Since the first Bitcoin was born 12 years ago, you would think that we will simplify the user experience of blockchain-based finance. We are almost there, but we still have some time to go. For novices, DeFi is still too complicated, which is slowing down adoption in this area. One should not take courses to learn how to develop a decentralized trading strategy, or be forced to manually rebalance a portfolio of multiple tokens through seemingly endless steps, and trade them separately on a decentralized exchange or DEX.
Users need to be able to decide how to rebalance their portfolio with a few clicks. Ideally, these parameters can be freely customized by users to suit their risk profile. The DeFi industry is growing rapidly, and now is the time for portfolio risk management to keep up.
This article does not contain investment advice or recommendations. Every investment and trading action involves risks, and readers should research on their own when making a decision.

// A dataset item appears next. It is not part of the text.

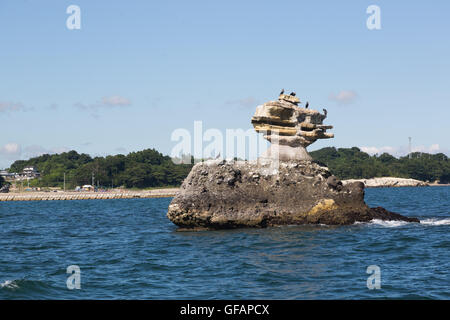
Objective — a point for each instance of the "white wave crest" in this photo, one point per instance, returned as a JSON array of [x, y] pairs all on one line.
[[9, 284], [389, 224], [436, 222]]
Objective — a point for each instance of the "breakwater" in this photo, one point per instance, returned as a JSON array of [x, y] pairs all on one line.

The views, thoughts, and opinions expressed here are only those of the author, and do not necessarily reflect or represent the views and opinions of Cointelegraph.
Hisan Khan He is the founder and CEO of Aldrin. Khan has a decade-long background in managing and building powerful and innovative financial and corporate technologies. Hisham has a rich career at Bloomberg and has served as a project manager for some of the world’s top engineers. It was here that he discovered the transformative impact of cryptocurrency, after which he left Bloomberg and established a comprehensive trading tool through Aldrin. Aiming to become a trader’s all-inclusive digital trading partner, his mission is to enable everyone to use advanced cryptocurrency trading and strategy development.